As used herein, corresponding amino acid residues (or positions) refer to residues (or positions) that occur at aligned loci within the primary amino acid sequence of a protein. Related or variant polypeptides are aligned by any method known to those of skill in the art. Such methods typically maximize matches, and include methods such as using manual alignments and by using the numerous alignment programs available (for example, BLASTP) and others known to those of skill in the art. By aligning the sequences of polypeptides, one skilled in the art can identify corresponding residues, using conserved and identical amino acid residues as guides. For example, by aligning the sequences of the MsrA/B polypeptide set forth in SEQ ID NO: 1 with another MsrA/B polypeptide, such as one set forth in SEQ ID NO: 8, one of skill in the art can identify corresponding residues using conserved and identical amino acid residues as guides, e.g., Thr31 of SEQ ID NO: 1 corresponds to Ala31 of SEQ ID NO: 9.

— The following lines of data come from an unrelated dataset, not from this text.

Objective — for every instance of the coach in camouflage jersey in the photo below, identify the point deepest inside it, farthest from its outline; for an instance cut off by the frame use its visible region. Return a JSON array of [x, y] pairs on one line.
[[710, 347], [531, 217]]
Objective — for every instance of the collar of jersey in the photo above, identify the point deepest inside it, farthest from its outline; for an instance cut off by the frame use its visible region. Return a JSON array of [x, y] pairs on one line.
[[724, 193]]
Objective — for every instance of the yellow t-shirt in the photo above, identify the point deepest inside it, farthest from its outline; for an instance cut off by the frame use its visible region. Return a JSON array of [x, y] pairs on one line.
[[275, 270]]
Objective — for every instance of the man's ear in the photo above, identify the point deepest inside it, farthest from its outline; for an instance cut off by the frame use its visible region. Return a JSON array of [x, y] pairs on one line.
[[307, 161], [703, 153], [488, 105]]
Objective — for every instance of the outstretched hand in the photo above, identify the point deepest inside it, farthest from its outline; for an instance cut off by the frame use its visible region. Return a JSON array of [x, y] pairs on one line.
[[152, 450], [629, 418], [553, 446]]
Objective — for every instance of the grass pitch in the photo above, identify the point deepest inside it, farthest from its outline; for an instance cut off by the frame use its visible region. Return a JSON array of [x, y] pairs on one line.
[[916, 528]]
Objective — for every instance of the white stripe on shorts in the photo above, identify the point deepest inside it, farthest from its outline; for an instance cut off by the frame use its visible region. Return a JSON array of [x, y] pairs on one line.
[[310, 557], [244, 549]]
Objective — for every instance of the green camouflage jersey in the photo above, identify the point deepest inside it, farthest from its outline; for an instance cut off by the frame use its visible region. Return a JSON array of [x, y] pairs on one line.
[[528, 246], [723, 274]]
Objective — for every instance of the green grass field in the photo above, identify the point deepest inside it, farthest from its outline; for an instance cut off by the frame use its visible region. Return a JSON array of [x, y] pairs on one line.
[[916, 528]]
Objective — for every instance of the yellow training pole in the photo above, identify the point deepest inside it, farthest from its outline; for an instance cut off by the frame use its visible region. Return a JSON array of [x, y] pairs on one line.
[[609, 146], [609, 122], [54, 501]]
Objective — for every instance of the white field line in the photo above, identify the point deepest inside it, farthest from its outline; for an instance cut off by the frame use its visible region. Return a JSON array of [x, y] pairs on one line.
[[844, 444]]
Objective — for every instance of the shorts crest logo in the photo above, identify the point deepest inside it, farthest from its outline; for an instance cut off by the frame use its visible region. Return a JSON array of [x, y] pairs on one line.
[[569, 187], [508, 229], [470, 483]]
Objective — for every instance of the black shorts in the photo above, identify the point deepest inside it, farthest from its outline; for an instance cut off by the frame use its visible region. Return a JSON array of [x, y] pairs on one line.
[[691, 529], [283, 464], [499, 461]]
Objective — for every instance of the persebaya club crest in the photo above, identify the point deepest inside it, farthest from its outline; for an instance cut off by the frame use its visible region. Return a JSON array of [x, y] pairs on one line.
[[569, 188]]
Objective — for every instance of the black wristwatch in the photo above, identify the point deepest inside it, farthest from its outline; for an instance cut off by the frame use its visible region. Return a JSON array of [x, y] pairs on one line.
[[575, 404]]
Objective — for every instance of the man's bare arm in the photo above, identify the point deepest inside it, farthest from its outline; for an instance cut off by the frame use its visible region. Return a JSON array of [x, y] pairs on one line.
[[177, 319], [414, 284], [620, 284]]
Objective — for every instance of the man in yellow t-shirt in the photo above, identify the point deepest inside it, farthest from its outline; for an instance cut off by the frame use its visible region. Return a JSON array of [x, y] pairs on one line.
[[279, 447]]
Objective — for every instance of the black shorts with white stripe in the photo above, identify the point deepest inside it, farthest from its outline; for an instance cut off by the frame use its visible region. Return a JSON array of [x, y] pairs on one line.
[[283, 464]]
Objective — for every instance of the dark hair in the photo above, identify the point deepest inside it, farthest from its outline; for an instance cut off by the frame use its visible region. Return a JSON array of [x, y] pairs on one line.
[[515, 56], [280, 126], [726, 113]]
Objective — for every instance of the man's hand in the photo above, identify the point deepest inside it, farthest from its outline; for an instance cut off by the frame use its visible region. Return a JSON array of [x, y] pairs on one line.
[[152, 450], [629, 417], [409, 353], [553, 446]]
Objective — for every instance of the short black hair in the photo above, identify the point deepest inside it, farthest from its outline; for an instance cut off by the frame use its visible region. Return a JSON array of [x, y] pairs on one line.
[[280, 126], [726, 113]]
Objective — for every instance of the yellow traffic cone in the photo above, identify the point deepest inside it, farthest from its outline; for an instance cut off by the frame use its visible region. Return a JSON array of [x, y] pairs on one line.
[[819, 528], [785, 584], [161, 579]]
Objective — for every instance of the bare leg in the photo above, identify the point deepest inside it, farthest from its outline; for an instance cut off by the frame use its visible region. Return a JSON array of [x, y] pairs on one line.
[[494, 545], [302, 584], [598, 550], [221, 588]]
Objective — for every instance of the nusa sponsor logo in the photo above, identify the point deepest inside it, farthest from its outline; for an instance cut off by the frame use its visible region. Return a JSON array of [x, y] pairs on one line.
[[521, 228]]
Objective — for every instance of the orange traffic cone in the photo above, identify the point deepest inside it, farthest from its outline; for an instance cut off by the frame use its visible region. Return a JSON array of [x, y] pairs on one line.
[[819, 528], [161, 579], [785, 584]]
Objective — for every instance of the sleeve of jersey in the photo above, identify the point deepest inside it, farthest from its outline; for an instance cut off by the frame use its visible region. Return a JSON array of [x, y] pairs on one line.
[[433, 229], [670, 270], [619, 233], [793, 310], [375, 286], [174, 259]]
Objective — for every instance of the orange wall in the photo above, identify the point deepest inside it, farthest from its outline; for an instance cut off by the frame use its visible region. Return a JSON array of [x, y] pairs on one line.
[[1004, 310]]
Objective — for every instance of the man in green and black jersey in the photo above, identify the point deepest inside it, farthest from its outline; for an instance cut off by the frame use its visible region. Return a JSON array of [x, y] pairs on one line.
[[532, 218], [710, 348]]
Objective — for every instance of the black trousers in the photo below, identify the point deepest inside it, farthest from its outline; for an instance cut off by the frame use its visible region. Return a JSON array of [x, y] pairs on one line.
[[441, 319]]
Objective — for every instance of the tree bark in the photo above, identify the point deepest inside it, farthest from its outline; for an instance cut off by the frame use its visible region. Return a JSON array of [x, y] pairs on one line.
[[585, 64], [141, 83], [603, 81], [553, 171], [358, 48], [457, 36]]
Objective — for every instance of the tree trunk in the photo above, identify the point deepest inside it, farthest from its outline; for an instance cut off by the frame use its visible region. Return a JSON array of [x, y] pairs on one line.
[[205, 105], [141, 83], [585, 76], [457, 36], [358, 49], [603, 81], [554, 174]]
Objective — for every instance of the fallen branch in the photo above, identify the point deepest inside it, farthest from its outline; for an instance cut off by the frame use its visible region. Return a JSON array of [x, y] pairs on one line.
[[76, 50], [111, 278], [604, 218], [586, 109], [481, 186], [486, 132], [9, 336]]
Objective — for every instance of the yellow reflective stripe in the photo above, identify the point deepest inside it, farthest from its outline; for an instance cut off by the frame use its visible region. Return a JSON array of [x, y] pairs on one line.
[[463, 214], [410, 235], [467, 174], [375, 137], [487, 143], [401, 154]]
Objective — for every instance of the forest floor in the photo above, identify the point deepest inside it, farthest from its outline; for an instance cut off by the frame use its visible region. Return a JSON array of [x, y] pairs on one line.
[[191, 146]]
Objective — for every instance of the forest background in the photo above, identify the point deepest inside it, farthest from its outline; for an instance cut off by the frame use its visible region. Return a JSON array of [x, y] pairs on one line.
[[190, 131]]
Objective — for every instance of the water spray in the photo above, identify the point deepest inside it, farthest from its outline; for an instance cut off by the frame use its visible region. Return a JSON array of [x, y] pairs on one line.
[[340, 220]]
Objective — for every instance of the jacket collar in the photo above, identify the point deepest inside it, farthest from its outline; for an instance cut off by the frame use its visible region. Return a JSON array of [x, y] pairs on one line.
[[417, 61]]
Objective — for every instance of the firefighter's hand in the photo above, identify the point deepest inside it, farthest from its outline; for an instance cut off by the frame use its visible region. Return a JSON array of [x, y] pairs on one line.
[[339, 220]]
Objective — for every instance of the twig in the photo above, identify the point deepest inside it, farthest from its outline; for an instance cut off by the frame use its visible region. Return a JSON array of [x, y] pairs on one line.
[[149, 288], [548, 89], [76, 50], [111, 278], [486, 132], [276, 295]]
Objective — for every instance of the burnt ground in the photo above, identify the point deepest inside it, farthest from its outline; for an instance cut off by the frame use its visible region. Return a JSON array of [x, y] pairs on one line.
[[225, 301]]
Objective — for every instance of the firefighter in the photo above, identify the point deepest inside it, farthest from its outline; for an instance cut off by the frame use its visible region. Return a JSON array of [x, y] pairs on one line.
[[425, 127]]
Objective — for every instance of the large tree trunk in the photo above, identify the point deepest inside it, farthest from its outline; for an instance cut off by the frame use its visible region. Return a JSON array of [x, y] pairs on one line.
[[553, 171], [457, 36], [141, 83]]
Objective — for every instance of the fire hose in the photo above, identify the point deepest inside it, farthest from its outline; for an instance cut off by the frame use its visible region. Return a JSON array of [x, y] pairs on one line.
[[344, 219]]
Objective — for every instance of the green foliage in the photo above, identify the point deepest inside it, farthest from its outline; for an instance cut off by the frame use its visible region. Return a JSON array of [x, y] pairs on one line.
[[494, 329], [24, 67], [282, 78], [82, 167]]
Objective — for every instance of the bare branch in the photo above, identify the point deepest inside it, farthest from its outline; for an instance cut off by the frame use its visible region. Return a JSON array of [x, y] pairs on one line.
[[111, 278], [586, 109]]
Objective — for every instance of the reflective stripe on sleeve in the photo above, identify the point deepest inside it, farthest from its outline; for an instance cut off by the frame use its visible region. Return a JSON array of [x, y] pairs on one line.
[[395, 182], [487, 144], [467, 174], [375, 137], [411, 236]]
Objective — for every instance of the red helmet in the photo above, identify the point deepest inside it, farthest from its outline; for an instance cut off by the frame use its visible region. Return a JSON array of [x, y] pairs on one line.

The terms “decrease”, “reduce” or “inhibit” and their grammatical equivalents are all used herein generally to mean a decrease by a statistically significant amount. However, for avoidance of doubt, the terms “decrease”, “reduce” or “inhibit” and their grammatical equivalents mean a decrease by at least 10% as compared to a reference level, for example a decrease by at least about 20%, or at least about 30%, or at least about 40%, or at least about 50%, or at least about 60%, or at least about 70%, or at least about 80%, or at least about 90%, where the decrease is less than 100%. In one embodiment, the decrease includes a 100% decrease (e.g., absent level as compared to a reference sample), or any decrease between 10-100% as compared to a reference level.

As used herein, the terms “encode”, “encoding” and the like refer to the capacity of a nucleic acid to provide for another nucleic acid or a polypeptide. For example, a nucleic acid sequence is said to “encode” a polypeptide if it can be transcribed and/or translated to produce the polypeptide or if it can be processed into a form that can be transcribed and/or translated to produce the polypeptide. Such a nucleic acid sequence may include a coding sequence or both a coding sequence and a non-coding sequence. Thus, the terms “encode”, “encoding” and the like include a RNA product resulting from transcription of a DNA molecule, a protein resulting from translation of a RNA molecule, a protein resulting from transcription of a DNA molecule to form a RNA product and the subsequent translation of the RNA product, or a protein resulting from transcription of a DNA molecule to provide a RNA product, processing of the RNA product to provide a processed RNA product (e.g., mRNA) and the subsequent translation of the processed RNA product.

The term “expression” with respect to a gene sequence refers to transcription of the gene to produce a RNA transcript (e.g., mRNA) and, as appropriate, translation of a resulting mRNA transcript to a protein. Thus, as will be clear from the context, expression of a coding sequence results from transcription and translation of the coding sequence.